Scharia-konforme Anlageprodukte
Chancen durch Wachstum des islamischen Finanzwesens - Seite 2
Im Vergleich zu seinem konventionellen Gegenstück ist das islamische Finanzwesen nach wie vor eine junge Branche. Sie wächst zwar schnell, stellt aber immer noch nur einen geringen Teil der globalen Finanzanlagen. Die Vermögenswerte der Branche entfallen nach wie vor größtenteils auf Bareinlagen bei islamischen Banken. Aspekte des islamischen Rechts wirken sich auch auf Investitionen aus, so zum Beispiel das Verbot der Zahlung von Zinsen, das sogenannte Riba, und mehrere andere Geschäftszweige und Produkte, die Muslimen verboten sind, wie Alkohol, Waffen und eine Reihe von Lebensmitteln und Aktivitäten im Zusammenhang mit Lebensmitteln.
Diese Verbote scheinen prinzipiell recht einfach.

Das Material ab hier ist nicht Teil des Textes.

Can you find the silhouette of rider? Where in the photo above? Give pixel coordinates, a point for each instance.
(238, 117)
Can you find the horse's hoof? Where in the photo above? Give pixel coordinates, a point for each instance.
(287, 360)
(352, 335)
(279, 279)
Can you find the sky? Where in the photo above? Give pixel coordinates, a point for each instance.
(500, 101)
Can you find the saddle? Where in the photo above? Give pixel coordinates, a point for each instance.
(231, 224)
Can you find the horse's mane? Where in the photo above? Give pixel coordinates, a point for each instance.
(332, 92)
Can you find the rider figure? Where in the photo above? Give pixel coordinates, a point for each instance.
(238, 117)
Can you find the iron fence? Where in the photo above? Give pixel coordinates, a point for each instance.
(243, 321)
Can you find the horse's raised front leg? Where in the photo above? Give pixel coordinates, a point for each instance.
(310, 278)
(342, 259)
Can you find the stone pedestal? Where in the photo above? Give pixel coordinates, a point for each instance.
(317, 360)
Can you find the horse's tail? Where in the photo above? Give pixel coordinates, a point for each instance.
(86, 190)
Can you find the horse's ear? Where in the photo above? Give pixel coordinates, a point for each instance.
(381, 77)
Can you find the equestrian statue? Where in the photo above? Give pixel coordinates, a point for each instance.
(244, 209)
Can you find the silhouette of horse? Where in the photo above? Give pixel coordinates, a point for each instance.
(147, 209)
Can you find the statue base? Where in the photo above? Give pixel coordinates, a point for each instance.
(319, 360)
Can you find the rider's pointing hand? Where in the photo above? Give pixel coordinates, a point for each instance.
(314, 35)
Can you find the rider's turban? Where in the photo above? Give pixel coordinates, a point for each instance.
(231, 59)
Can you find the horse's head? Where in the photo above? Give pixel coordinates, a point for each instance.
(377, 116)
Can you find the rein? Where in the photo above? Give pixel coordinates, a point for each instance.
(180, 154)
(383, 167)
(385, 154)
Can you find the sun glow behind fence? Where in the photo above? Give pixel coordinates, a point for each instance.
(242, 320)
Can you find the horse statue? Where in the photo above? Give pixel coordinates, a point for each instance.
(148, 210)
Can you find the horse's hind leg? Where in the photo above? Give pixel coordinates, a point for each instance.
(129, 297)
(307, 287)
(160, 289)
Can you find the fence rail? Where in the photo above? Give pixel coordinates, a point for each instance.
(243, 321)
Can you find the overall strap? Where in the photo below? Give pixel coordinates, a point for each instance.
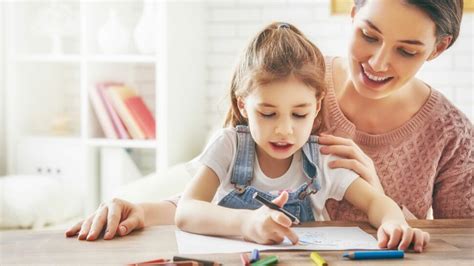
(311, 162)
(242, 172)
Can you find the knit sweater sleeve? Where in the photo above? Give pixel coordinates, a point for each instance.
(453, 188)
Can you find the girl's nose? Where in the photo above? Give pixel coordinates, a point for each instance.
(284, 128)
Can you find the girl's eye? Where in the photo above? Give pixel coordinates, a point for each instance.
(367, 37)
(269, 115)
(300, 116)
(405, 53)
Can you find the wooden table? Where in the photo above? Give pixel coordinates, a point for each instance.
(452, 243)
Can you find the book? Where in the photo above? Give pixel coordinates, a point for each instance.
(142, 115)
(102, 115)
(118, 95)
(117, 123)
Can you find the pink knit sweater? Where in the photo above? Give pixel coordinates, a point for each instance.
(426, 162)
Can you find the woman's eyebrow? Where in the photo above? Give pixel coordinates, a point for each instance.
(414, 42)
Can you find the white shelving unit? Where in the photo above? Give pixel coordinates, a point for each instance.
(43, 87)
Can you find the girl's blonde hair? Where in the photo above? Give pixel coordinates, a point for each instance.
(277, 52)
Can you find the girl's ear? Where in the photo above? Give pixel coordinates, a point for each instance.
(353, 12)
(440, 47)
(319, 103)
(241, 106)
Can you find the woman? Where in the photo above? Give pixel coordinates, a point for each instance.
(395, 131)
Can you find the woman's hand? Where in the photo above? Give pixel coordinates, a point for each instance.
(267, 226)
(353, 158)
(116, 217)
(401, 236)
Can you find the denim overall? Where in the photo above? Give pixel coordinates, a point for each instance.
(299, 204)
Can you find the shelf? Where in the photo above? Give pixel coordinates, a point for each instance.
(142, 144)
(122, 58)
(74, 58)
(36, 58)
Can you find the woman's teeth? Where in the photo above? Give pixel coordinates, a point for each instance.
(374, 78)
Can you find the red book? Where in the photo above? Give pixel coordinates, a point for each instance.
(141, 115)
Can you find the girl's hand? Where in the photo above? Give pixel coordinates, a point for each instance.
(401, 236)
(353, 158)
(267, 226)
(119, 216)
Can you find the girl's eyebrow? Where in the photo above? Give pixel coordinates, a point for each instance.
(371, 25)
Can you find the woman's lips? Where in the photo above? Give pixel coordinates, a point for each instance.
(373, 81)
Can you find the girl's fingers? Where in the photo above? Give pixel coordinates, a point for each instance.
(98, 223)
(406, 238)
(395, 236)
(281, 199)
(280, 219)
(113, 219)
(72, 231)
(382, 237)
(291, 235)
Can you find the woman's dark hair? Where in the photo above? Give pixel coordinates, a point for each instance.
(446, 14)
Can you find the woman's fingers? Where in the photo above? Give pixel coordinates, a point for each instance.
(346, 151)
(85, 228)
(113, 220)
(407, 236)
(98, 223)
(395, 235)
(72, 231)
(419, 240)
(326, 139)
(129, 224)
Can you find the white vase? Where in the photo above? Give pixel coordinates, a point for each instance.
(113, 37)
(145, 31)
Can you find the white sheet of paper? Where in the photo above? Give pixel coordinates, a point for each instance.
(311, 238)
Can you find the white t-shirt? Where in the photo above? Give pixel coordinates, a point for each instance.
(219, 155)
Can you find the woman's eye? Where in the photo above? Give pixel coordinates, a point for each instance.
(300, 115)
(367, 37)
(405, 53)
(267, 115)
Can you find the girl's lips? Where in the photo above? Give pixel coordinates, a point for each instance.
(372, 83)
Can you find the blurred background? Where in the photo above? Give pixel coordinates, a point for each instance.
(103, 99)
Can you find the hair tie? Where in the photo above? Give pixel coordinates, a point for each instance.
(283, 25)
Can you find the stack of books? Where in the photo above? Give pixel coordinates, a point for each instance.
(121, 112)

In der Praxis kann aber die Auslegung, was Scharia-konform ist und was nicht, durchaus komplex sein. Das macht die aktive Einbeziehung islamischer Gelehrter erforderlich, insbesondere bei der Entwicklung neuer Investmentprodukte zur Erweiterung des Angebots der islamischen Investmentbranche. Dieses Thema bedarf noch ausführlicherer Diskussionen. Außerdem legt jeder Islamwissenschaftler die Scharia-Grundsätze anders aus. Die Festlegung einheitlicher Produktstandards kann daher problematisch sein, und es bestehen von Land zu Land Unterschiede. Viele Produkte erfüllen dann möglicherweise nicht überall die gesetzten Standards.
Da Unternehmen an der Entwicklung zunehmend komplexer Schariainstrumente arbeiten, so zum Beispiel als Derivate oder im Bereich der Währungsabsicherungen, können Interpretationsfragen ein Hindernis für die Marktakzeptanz darstellen. Meiner Ansicht nach steigt aber die Akzeptanz vieler der unausgesprochenen Konzepte der islamischen Investmentphilosophie über den Gedanken ethischer oder sozial verantwortlicher Anlagen zunehmend auch in konventionellen Märkten. Das erzeugt eine offensichtliche Schnittstelle zwischen der Scharia-konformen Finanzwelt und einem immer größeren Bereich des herkömmlichen Finanzwesens. Außerdem dienen Scharia-konforme Anlagen der guten Sache. Sie haben soziale Auswirkungen, die dem Gemeinwesen zugutekommen. Dieser Aspekt scheint potenziell gut zu dem hohen Bedarf an Infrastrukturinvestitionen in weiten Teilen der Schwellenmärkte sowohl in der islamischen Welt, als auch in anderen Ländern zu passen. Diese Investitionen benötigen Finanzierungsquellen, die weit über die Kapazitäten einzelner Staaten hinausgehen.
Lesen Sie auch
Angesichts des hohen Aufwands für die Entwicklung international akzeptabler Infrastruktur-Sukuk könnte dieser dringende globale Bedarf meiner Ansicht nach eine ausgezeichnete Gelegenheit darstellen, für deren Wahrnehmung wir bei Franklin Templeton möglicherweise gut aufgestellt sind. Da islamische Länder zu den bevölkerungsreichsten und wachstumsstärksten Volkswirtschaften der Welt zählen, bin ich absolut überzeugt, dass Scharia-konforme Anlagen nicht nur immer bedeutsamer werden könnten, sondern auch ein durch und durch würdiges Unterfangen darstellen, das den Idealen unseres Mentors, Sir John Templeton, entspricht.